West Virginia University School of Medicine

Department:

Microbiology, Immunology & Cell Biology

Classification:

Graduate Assistant

I graduated in 2012 from the University of Pittsburgh at Greensburg with a BS in biology. After working full-time for over a year, I began earning my master’s degree from the University of Pittsburgh’s Graduate School of Public Health. Following graduation in 2016, I immediately entered the Biomedical Science PhD program at West Virginia University. I joined Dr. Candice Brown’s lab and the department of Microbiology, Immunology, and Cell Biology in January 2017. In May 2017, I was selected to be supported by a highly competitive NIH T32 for Stroke and its Comorbidities (PI: Dr. James Simpkins). Since joining the lab, I have been working on several interrelated projects and have attended multiple conferences, including the International Stroke Conference in January 2018, to share my work. I also participate in several organizations on and off campus, including being an active member of the American Association of Pharmaceutical Scientists (AAPS), an officer in the Biomedical Sciences Graduate Student Organization, and a volunteer at Ruby Memorial Hospital.

My dissertation research focuses on tissue nonspecific alkaline phosphatase (TNAP), an enzyme whose function is to dephosphorylate both inflammatory and non-inflammatory substrates. Importantly, TNAP is highly expressed in brain microvascular endothelial cells, including those of the blood-brain barrier (BBB) and in specific populations of neurons. We hypothesize that enhancement or disruption of TNAP activity may serve as a therapeutic target in neurological disorders, such as sepsis and stroke, through the regulation of other proteins and their movement across the blood-brain barrier. More importantly, our mechanistic studies on the role of TNAP at the BBB could support TNAP administration as a therapeutic intervention to suppress neuroinflammation, limit neuronal loss, and loss of motor function as a result of BBB disruption.

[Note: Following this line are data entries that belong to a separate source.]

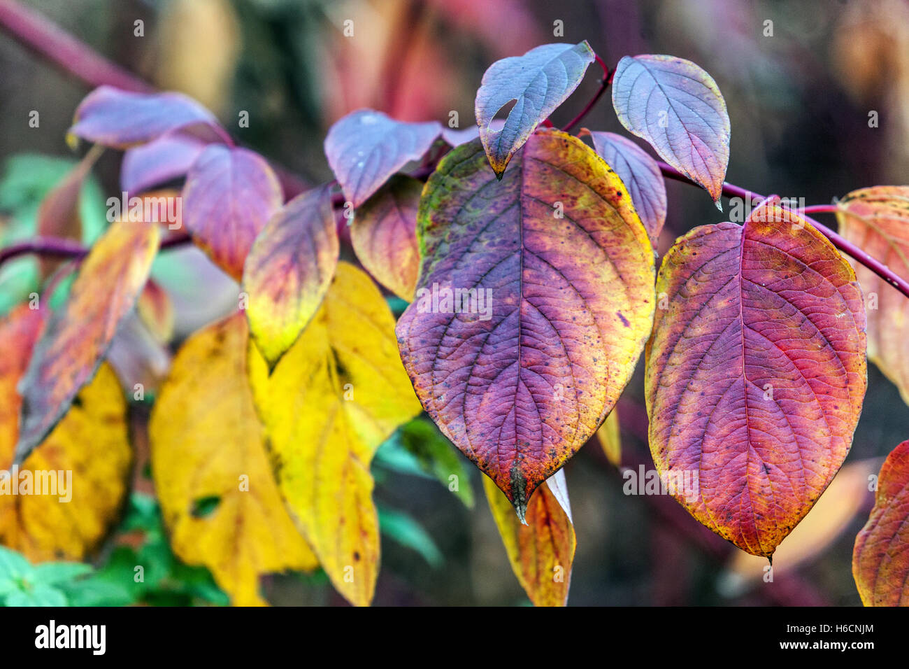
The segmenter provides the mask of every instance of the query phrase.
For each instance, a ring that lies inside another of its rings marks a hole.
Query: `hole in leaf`
[[[205,516],[211,515],[215,509],[218,508],[218,504],[221,503],[221,498],[217,495],[209,495],[208,497],[200,497],[197,500],[193,501],[193,510],[190,512],[194,518],[205,518]]]
[[[499,110],[493,115],[493,118],[499,118],[500,117],[502,118],[507,118],[508,115],[511,114],[511,110],[514,108],[514,106],[516,104],[517,104],[516,97],[513,97],[512,99],[508,100],[508,102],[500,106]]]

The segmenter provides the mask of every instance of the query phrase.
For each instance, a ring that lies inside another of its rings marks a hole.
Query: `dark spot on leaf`
[[[193,514],[194,518],[205,518],[205,516],[211,515],[215,509],[218,508],[218,504],[221,503],[221,498],[217,495],[209,495],[208,497],[199,497],[193,501],[193,509],[190,513]]]

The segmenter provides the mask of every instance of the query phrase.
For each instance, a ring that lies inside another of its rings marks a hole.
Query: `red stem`
[[[584,117],[587,116],[587,113],[594,108],[594,105],[595,105],[603,96],[603,94],[606,92],[606,88],[609,87],[609,85],[613,83],[613,75],[615,74],[615,70],[610,70],[606,67],[606,64],[604,63],[603,59],[596,54],[594,54],[594,57],[596,58],[596,62],[599,63],[600,67],[603,68],[603,79],[600,81],[600,87],[596,90],[594,96],[590,98],[590,102],[588,102],[584,106],[584,109],[581,110],[581,113],[571,119],[568,122],[568,125],[562,128],[564,132],[568,132],[574,127],[574,126],[584,120]]]
[[[660,167],[660,171],[663,173],[664,177],[666,177],[676,181],[683,181],[687,184],[693,184],[697,186],[694,181],[685,177],[684,174],[679,172],[677,169],[672,166],[666,165],[664,162],[657,161],[656,164]],[[751,190],[747,190],[738,186],[734,186],[730,183],[723,183],[723,195],[727,198],[742,198],[746,202],[753,202],[755,199],[764,199],[763,195],[759,195]],[[749,199],[750,198],[750,199]],[[876,258],[873,258],[862,250],[859,247],[853,244],[851,241],[846,239],[844,237],[834,232],[832,229],[824,225],[821,225],[818,221],[808,216],[809,213],[836,213],[836,207],[834,205],[814,205],[812,207],[805,207],[801,209],[799,213],[802,218],[806,221],[811,223],[814,228],[827,238],[830,242],[839,248],[841,251],[848,256],[851,256],[855,259],[856,262],[864,265],[866,268],[874,272],[877,276],[886,281],[888,284],[893,286],[894,289],[899,290],[903,295],[909,298],[909,281],[906,281],[902,277],[895,274],[890,268],[884,265],[883,262],[878,260]]]
[[[835,214],[838,210],[836,205],[811,205],[801,209],[803,214]]]
[[[64,72],[75,75],[92,86],[108,84],[138,93],[154,90],[150,84],[14,0],[0,0],[0,27]]]
[[[2,0],[0,0],[2,2]],[[183,232],[162,239],[159,250],[166,250],[175,247],[188,244],[193,239],[188,233]],[[5,248],[0,248],[0,265],[14,258],[29,253],[37,253],[51,258],[81,258],[88,254],[89,249],[77,241],[65,239],[59,237],[35,237]]]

My current project focuses on the in vivo and in vitro optimization of a bioassay to assess the inhibitory activity of SBI-425, a novel small molecule TNAP inhibitor. We will use SBI-425 to interrogate the role of TNAP as a regulator of BBB permeability in animal models of ischemic stroke, sepsis, and Alzheimer’s Disease (AD). Dysfunction of the gut epithelial barrier perturbs homeostasis within the microbiota-gut-brain axis, and this has been linked to the development of BBB dysfunction in AD, stroke, and psychiatric disorders. Our lab is employing 16S rRNA sequencing to address the central hypothesis that stroke and AD disrupt TNAP function within microbiota-gut-brain axis.